Two Hollywoods, One Wheel

He stole my phone when I was kissing him!
The guy in the pink tank top?
Bitch, I knew he was going to do that.
Why didn’t you say anything?
Would you have listened? You were too busy eating his mustache.  

True Sunday story, right here. One can’t say they weren’t warned. Signs over the bar warned of cell phone pickpockets like it was Dickensian London, but with glitter.  In WeHo, the young pretty things boldly exploit middle-aged longing, the middle-aged dangle free drinks to pretty young things doubled up in rooms in Van Nuys,  and there’s a great drag show to distract us from all the Darwinian undertow.

At the other end of CicLAvia, there’s this post-Dickensian tableau. Only one tourist bothers to look.  Others step around her like she was topiary and figure out where the restaurant is.  No literary genius will immortalize the addict in the sleeping bag.  She’s part of the shrubbery now.

The city will not allow you to use a plastic straw but will defend the right to camp on the sidewalk like it was God’s commandment.   Don’t Normalize Trump, we shriek, but oh how we’ve normalized this.

After a lovely CicLAvian day from Vermont to San Vicente and back, I biked back to the Valley, three cocktails deep and sweaty. Small civic detail: there is no bike lane in the Cahuenga Pass.  None.   So right at the point where Cahuenga becomes a freeway alternative and cars accelerate accordingly, one is shunted into the gutter.  A dozen rotations of the pedals later, I hear this fsssssss…. and being in a happy frame of mind decided, oh, this must be some feral creature, some urban fauna lurking in the shrubbery, warning me away from his domain.  I’m communing with nature. How loverly! It wouldn’t be a flat tire. Not in under a minute.  Not me. I did the right thing. I didn’t park in the city.  I’m one of the good ones! 

Guess who pushed his bike back over the Pass, cars nipping at his elbow the whole way?  You’d think there’d be a bike path by now. Didn’t we pass a sales tax? Twice?

You can pretend for an afternoon, but the First Law of the City remains unchallenged: the car is king.   To believe otherwise is one of the 23 Lies we tell ourselves about LA.

Gagandeep in Basura

Yesterday I found a series of flashcards in the Sepulveda Basin discarded by a person who refers to himself as Gagandeep. They endeavor to explain the fetishistic relation between People of the Favela and trash accumulation.

After this card, the print becomes too small to read.

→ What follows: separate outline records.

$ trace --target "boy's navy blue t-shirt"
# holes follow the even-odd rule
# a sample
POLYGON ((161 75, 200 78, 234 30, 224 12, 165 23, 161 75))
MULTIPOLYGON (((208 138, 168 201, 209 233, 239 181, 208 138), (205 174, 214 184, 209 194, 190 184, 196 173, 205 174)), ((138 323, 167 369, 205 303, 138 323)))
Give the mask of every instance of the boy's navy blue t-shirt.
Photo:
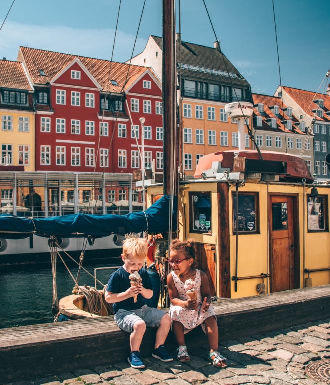
MULTIPOLYGON (((138 274, 142 277, 142 284, 144 288, 152 290, 152 284, 148 272, 144 268, 142 268, 138 274)), ((130 288, 130 273, 128 272, 122 266, 115 272, 110 277, 106 290, 112 293, 118 294, 126 292, 130 288)), ((146 304, 144 298, 139 294, 138 301, 134 303, 134 298, 132 297, 128 300, 114 304, 114 312, 116 314, 118 310, 137 310, 140 309, 146 304)))

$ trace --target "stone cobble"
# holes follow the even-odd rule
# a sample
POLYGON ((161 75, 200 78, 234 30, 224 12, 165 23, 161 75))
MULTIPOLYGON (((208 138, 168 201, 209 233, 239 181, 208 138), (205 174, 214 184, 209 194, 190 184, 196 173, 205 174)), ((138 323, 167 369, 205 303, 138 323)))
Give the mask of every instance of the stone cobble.
POLYGON ((192 360, 186 364, 148 357, 143 370, 121 362, 10 385, 321 385, 308 378, 305 369, 329 358, 330 348, 330 320, 324 320, 222 342, 219 350, 228 358, 226 369, 214 368, 208 352, 198 348, 190 350, 192 360))

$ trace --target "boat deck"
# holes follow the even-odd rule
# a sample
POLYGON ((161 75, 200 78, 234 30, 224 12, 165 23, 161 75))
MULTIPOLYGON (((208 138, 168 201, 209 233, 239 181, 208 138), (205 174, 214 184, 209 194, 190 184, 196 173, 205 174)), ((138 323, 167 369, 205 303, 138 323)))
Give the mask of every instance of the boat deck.
MULTIPOLYGON (((220 341, 306 324, 330 317, 330 286, 214 303, 220 341)), ((150 354, 155 330, 148 330, 142 352, 150 354)), ((190 334, 190 346, 204 344, 200 328, 190 334), (198 337, 198 338, 196 338, 198 337)), ((170 348, 175 346, 172 336, 170 348)), ((0 330, 0 378, 4 382, 44 376, 124 360, 129 334, 113 316, 0 330)))

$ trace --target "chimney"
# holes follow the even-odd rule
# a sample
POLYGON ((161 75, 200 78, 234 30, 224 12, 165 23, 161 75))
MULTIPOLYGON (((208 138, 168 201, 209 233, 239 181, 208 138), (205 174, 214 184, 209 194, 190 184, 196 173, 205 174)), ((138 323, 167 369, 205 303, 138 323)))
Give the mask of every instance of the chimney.
POLYGON ((217 51, 218 51, 219 52, 221 52, 221 48, 220 48, 220 43, 221 42, 221 40, 218 40, 218 42, 214 42, 214 43, 213 43, 213 46, 214 48, 217 51))

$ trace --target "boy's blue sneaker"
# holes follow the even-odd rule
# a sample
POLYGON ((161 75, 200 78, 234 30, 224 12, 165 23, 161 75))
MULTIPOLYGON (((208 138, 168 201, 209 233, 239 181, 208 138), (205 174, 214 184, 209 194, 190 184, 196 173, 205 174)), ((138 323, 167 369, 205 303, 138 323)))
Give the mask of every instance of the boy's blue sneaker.
POLYGON ((146 365, 142 362, 140 352, 132 352, 130 353, 128 361, 134 369, 144 369, 146 368, 146 365))
POLYGON ((152 357, 160 360, 163 362, 170 362, 174 360, 173 358, 168 354, 164 345, 160 345, 158 348, 154 350, 152 357))

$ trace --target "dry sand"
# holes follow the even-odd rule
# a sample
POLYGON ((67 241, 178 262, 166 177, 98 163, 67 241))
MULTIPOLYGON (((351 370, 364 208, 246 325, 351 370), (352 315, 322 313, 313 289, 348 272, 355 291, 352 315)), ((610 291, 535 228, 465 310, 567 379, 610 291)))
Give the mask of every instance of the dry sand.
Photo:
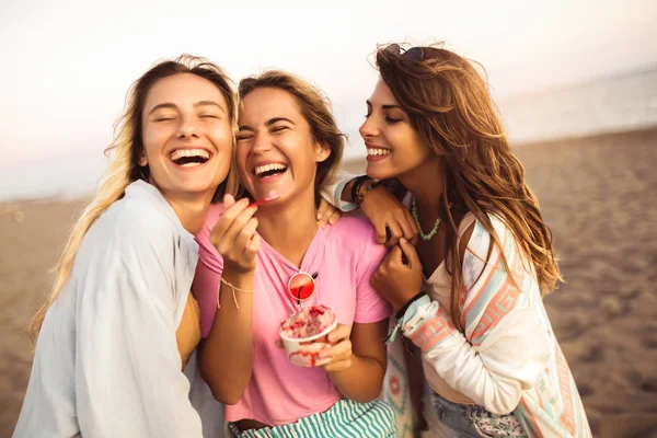
MULTIPOLYGON (((593 435, 657 437, 657 130, 516 151, 554 232, 567 283, 545 306, 593 435)), ((81 205, 0 204, 0 437, 30 377, 25 325, 81 205)))

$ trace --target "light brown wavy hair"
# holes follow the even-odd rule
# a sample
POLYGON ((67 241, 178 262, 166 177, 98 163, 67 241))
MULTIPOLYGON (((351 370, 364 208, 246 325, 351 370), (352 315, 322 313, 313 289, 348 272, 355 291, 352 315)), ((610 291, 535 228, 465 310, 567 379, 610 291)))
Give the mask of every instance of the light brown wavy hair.
POLYGON ((240 81, 238 94, 240 100, 257 89, 278 89, 290 93, 299 104, 301 114, 310 125, 313 139, 327 145, 331 155, 318 163, 315 174, 315 204, 320 201, 322 186, 335 178, 345 148, 345 135, 337 128, 331 111, 331 101, 308 81, 281 70, 268 70, 260 76, 244 78, 240 81))
MULTIPOLYGON (((509 148, 487 82, 477 71, 480 68, 485 73, 483 67, 438 46, 415 48, 407 54, 399 45, 381 46, 376 62, 412 126, 445 160, 441 216, 448 226, 446 254, 450 273, 462 272, 457 230, 469 211, 502 251, 488 217, 492 214, 509 227, 533 264, 541 292, 555 289, 561 275, 552 249, 552 232, 543 221, 537 197, 525 182, 522 164, 509 148)), ((508 265, 506 257, 504 262, 508 265)), ((463 331, 462 278, 461 275, 451 278, 450 313, 453 323, 463 331)))
MULTIPOLYGON (((237 131, 237 96, 234 87, 228 74, 217 65, 205 58, 191 55, 182 55, 174 60, 159 62, 151 67, 141 78, 139 78, 128 91, 126 99, 126 108, 124 115, 115 124, 115 138, 113 143, 105 149, 105 154, 110 158, 110 163, 101 177, 99 191, 89 204, 82 216, 73 224, 64 252, 55 266, 55 281, 50 295, 46 302, 32 318, 28 325, 30 336, 36 342, 38 333, 46 316, 46 312, 55 302, 61 289, 66 286, 73 263, 76 253, 80 247, 82 239, 95 220, 116 200, 125 195, 126 187, 137 181, 148 181, 148 166, 139 166, 139 158, 143 150, 141 132, 141 114, 143 105, 150 89, 161 79, 181 74, 192 73, 212 82, 223 97, 229 107, 229 114, 233 130, 233 150, 234 132, 237 131)), ((232 170, 215 193, 214 200, 220 199, 223 193, 234 193, 238 187, 238 176, 232 170)))

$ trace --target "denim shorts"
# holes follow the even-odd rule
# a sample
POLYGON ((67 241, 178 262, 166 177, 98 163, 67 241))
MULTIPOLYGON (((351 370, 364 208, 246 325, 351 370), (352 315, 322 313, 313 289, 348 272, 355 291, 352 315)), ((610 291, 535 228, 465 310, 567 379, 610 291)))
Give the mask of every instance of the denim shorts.
POLYGON ((496 415, 475 404, 450 402, 431 393, 431 404, 438 420, 458 437, 527 437, 514 413, 496 415))

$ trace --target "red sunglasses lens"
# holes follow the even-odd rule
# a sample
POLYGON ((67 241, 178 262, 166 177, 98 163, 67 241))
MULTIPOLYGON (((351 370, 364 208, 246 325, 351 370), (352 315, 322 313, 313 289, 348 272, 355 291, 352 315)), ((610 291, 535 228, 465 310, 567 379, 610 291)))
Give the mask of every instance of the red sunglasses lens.
POLYGON ((314 292, 314 281, 308 274, 295 274, 290 278, 289 290, 297 300, 307 300, 314 292))

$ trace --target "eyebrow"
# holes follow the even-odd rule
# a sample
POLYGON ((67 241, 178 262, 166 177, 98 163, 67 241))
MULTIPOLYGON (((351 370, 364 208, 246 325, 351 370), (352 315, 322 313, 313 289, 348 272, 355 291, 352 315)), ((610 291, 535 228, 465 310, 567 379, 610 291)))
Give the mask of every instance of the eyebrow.
MULTIPOLYGON (((278 122, 287 122, 287 123, 289 123, 289 124, 291 124, 291 125, 293 125, 293 126, 297 126, 297 124, 296 124, 296 123, 293 123, 292 120, 290 120, 289 118, 286 118, 286 117, 274 117, 274 118, 270 118, 270 119, 268 119, 268 120, 265 123, 265 126, 266 126, 266 127, 270 127, 272 125, 276 125, 278 122)), ((239 126, 239 129, 240 129, 240 130, 253 130, 253 128, 252 128, 252 127, 250 127, 250 126, 246 126, 246 125, 240 125, 240 126, 239 126)))
MULTIPOLYGON (((219 108, 222 113, 224 112, 223 108, 221 107, 221 105, 219 105, 217 102, 214 101, 198 101, 194 104, 194 107, 198 107, 198 106, 216 106, 217 108, 219 108)), ((171 108, 171 110, 176 110, 177 105, 171 102, 166 102, 166 103, 161 103, 158 104, 155 106, 152 107, 152 110, 148 113, 149 115, 153 114, 155 111, 161 110, 161 108, 171 108)))
MULTIPOLYGON (((365 101, 369 106, 372 106, 372 103, 368 100, 365 101)), ((383 110, 401 110, 404 111, 400 105, 381 105, 383 110)))

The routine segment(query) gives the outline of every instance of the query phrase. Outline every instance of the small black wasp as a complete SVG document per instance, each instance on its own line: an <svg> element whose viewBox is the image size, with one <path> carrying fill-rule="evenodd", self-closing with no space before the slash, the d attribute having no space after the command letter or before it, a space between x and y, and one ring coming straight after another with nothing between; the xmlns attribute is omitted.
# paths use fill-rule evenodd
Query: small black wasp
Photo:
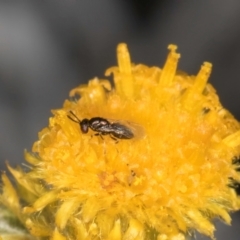
<svg viewBox="0 0 240 240"><path fill-rule="evenodd" d="M72 121L79 123L80 129L82 133L87 133L88 128L91 128L94 132L97 132L95 135L110 135L110 137L114 140L116 139L132 139L143 134L143 129L133 123L124 122L123 124L121 121L110 121L105 118L101 117L94 117L91 119L84 118L82 121L72 112L70 111L71 115L68 115L68 118Z"/></svg>

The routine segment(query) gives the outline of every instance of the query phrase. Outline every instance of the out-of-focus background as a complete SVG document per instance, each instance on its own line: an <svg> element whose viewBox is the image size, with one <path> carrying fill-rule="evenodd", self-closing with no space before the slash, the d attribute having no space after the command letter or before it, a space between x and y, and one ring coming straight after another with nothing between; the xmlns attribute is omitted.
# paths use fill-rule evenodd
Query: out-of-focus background
<svg viewBox="0 0 240 240"><path fill-rule="evenodd" d="M240 119L239 12L239 0L0 0L0 169L23 162L70 89L116 65L119 42L136 63L163 66L169 43L189 74L212 62L210 82ZM217 239L240 239L239 224L217 223Z"/></svg>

Gagandeep is a fairly common Hindi name, but in this context perhaps more satisfying as onomatopoeia.

Web search unearths many Gagandeep Singh: a heroic Indian policeman who saved a Muslim from an angry mob,  another who was a murder victim in Idaho, and a whole lot of doctors, including one on Van Nuys Blvd.  It could be the case this spelunker of diamonds in the trash is one of his patients and has appropriated the name.

Amidst the crusader tents of Bull Creek, medieval disease has returned, ass to mouth, to Los Angeles.

Oh, would a pan piper offer to lead them away. Who would ask questions? For ten million dollars I will blow my flute and you will suffer them no more, sayeth the Piper.  You may not know where I’m taking them.  

GoFundMe would answer the call in a day.   For the price of two lottery tickets per Angeleno, probably in an hour.   Then what?

What if an asteroid hit Los Angeles at dawn while the Favela danced around a Maypole in the desert? Our comeuppance.

Or, in the Black Mirror version, we are forced to watch the Soylent Green-like fate to which we have delivered them, and are so guilt-stricken we offer ten times the ransom for their safe return.

Or, we never find out, never see them again, and peaceably adjust to a civic mystery.  Untroubled, we begin to look at our ailing, inconvenient grandparents in a whole new light.